抵当権が付いている不動産でも、売却は可能です。ただし、抵当権を外す手続きが必要となり、住宅ローンが残っている不動産の売却代金をローンの完済に充てるなど、いくつかの方法があります。

ここでは、抵当権付き不動産を売却する具体的な方法や手続きについて解説します。

抵当権が付いていても不動産は売却可能

抵当権が付いていても不動産の売却はできますが、購入希望者が現れることはほぼありません。

これは、売主が残っているローンを支払わない場合、買主が購入した不動産が、競売にかけられてしまうという大きなリスクがあるためです。また、抵当権が付いた物件に、金融機関がローンを組むことも難しく、買主が購入資金を準備できないケースもあります。

そのため、抵当権が付いている不動産を売却したい場合は、ローンの返済と抵当権を抹消登記する手続きが必要になります。

抵当権付きの不動産を売却する3つの方法

抵当権付きの不動産を売却するためには、まず抵当権を外す必要があり、以下の方法を取れば売却が可能です。

・貯金や手持ち資金でローンを完済する
手持ちの資金でローンを一括返済することで、抵当権のない状態で不動産を売り出せます。

・売却の決済と同時にローンを完済する
ローンを組んでいる金融機関の同意を得て、その不動産の売却代金を利用してローンを完済する方法です。決済当日に抵当権を外す手続きを同時に行います。

・任意売却し、売買代金をローン返済に充てる
ローンの支払いが延滞している場合は競売にかかる可能性があります。その前に金融機関の承諾を得て、競売よりも高額で売れる可能性のある任意売却を行い、抵当権を外す方法で、任意売却の売買代金を返済に充てます。残債が残る場合は、金融機関と支払いの仕方についての話し合いが必要です。

抵当権とは?根抵当とは?よく似ているけど違う

「抵当権」と似た用語に「根抵当」があります。この2つは、異なる仕組みで別のものであることを理解しておきましょう。

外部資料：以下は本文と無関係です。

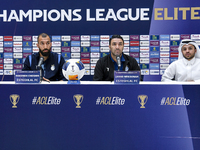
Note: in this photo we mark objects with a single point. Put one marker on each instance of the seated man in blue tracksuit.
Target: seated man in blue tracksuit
(52, 64)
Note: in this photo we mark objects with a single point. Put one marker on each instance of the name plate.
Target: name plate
(27, 77)
(126, 77)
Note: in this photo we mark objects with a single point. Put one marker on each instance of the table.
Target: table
(48, 116)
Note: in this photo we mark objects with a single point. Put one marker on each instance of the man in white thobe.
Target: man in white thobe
(187, 67)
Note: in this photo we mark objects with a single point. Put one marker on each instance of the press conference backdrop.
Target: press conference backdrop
(152, 30)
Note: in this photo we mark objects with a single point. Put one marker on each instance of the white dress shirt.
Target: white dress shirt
(183, 70)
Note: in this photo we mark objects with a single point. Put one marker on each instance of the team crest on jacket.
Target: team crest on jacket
(52, 67)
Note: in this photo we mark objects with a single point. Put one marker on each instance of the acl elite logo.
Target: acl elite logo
(142, 99)
(14, 99)
(78, 99)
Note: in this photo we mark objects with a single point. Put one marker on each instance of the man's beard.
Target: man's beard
(44, 53)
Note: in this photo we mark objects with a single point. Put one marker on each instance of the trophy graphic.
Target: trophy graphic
(142, 100)
(14, 98)
(78, 100)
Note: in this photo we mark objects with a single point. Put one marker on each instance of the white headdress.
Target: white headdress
(188, 41)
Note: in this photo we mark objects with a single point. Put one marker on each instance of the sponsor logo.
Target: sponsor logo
(164, 37)
(179, 101)
(144, 66)
(46, 100)
(104, 37)
(154, 54)
(75, 55)
(85, 55)
(17, 38)
(66, 44)
(27, 38)
(174, 54)
(56, 38)
(164, 66)
(134, 55)
(104, 49)
(18, 66)
(134, 43)
(154, 43)
(175, 37)
(134, 49)
(144, 43)
(56, 49)
(95, 55)
(34, 38)
(75, 49)
(85, 60)
(8, 44)
(144, 37)
(164, 60)
(104, 43)
(17, 61)
(8, 55)
(26, 54)
(142, 99)
(174, 48)
(174, 43)
(66, 55)
(75, 43)
(126, 43)
(94, 49)
(8, 38)
(95, 43)
(65, 38)
(164, 48)
(164, 54)
(56, 43)
(85, 43)
(8, 49)
(154, 37)
(17, 49)
(185, 36)
(144, 72)
(154, 72)
(144, 60)
(154, 60)
(78, 99)
(144, 49)
(134, 37)
(8, 72)
(8, 61)
(164, 43)
(85, 37)
(8, 66)
(14, 99)
(95, 37)
(17, 44)
(195, 36)
(125, 37)
(75, 38)
(154, 49)
(65, 49)
(110, 101)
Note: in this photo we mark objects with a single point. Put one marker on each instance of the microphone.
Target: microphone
(40, 61)
(118, 61)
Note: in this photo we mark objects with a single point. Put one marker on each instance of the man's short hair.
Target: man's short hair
(115, 36)
(43, 35)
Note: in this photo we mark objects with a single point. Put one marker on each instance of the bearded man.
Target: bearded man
(52, 64)
(187, 67)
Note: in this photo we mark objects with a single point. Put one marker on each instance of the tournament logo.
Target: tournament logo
(14, 99)
(78, 99)
(142, 99)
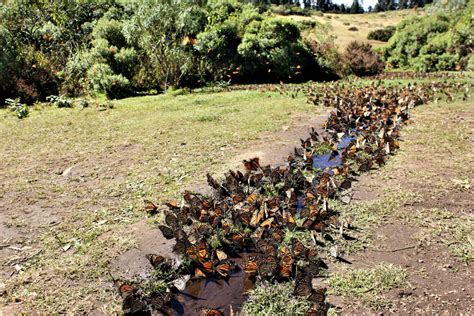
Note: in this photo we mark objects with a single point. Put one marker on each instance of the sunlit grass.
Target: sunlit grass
(149, 147)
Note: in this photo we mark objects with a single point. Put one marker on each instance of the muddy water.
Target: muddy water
(224, 294)
(215, 293)
(329, 160)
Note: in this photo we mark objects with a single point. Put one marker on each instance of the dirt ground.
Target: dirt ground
(65, 217)
(430, 236)
(426, 235)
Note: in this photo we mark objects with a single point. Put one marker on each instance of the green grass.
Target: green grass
(275, 299)
(337, 25)
(149, 147)
(367, 285)
(367, 216)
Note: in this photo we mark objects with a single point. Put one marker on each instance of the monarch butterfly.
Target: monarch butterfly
(224, 268)
(298, 248)
(318, 295)
(257, 216)
(266, 247)
(207, 267)
(126, 289)
(302, 285)
(236, 198)
(206, 311)
(197, 253)
(198, 273)
(150, 207)
(251, 265)
(245, 217)
(155, 260)
(252, 198)
(317, 309)
(221, 255)
(167, 232)
(171, 220)
(159, 300)
(267, 223)
(277, 235)
(266, 266)
(285, 267)
(172, 204)
(252, 164)
(237, 239)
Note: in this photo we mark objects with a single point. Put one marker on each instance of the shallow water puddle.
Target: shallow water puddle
(216, 293)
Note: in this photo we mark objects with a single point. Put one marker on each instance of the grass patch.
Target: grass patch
(366, 216)
(367, 285)
(454, 230)
(275, 299)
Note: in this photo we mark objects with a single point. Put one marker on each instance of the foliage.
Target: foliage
(382, 35)
(19, 109)
(275, 299)
(120, 48)
(272, 50)
(367, 285)
(435, 42)
(59, 101)
(360, 60)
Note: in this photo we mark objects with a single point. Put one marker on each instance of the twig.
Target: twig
(394, 250)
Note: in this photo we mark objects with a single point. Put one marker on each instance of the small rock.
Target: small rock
(67, 171)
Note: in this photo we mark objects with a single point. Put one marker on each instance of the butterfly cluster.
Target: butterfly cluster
(256, 210)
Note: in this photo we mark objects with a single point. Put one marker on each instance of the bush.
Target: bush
(328, 58)
(382, 35)
(59, 101)
(272, 50)
(19, 109)
(435, 42)
(360, 60)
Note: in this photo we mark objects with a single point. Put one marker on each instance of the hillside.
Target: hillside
(337, 25)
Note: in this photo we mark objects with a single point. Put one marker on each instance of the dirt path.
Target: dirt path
(271, 148)
(76, 213)
(430, 234)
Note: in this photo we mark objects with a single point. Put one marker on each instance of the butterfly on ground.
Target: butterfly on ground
(252, 164)
(150, 207)
(207, 311)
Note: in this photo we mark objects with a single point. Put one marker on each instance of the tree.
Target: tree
(356, 7)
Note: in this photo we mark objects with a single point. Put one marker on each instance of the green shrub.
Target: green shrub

抵当権とは、住宅ローンなどで不動産を担保にする際に金融機関が設定する権利です。ローンが返済できない場合、金融機関は担保となっている不動産を売却して、借入金の返済に充てることができます。通常、住宅ローンを組む際に設定されるのは抵当権です。

一方、根抵当は借入金額が変動する場合に設定される担保権です。融資できる上限額が設定され、その範囲内で何度でも借り入れを行えます。上限が3,000万円の場合、500万円や300万円といった小分けで、上限までの借り入れが可能です。

主に事業資金の借り入れに利用されることが多く、根抵当は完済しても消えないため、借り入れの度に、設定し直す必要がないという特徴があります。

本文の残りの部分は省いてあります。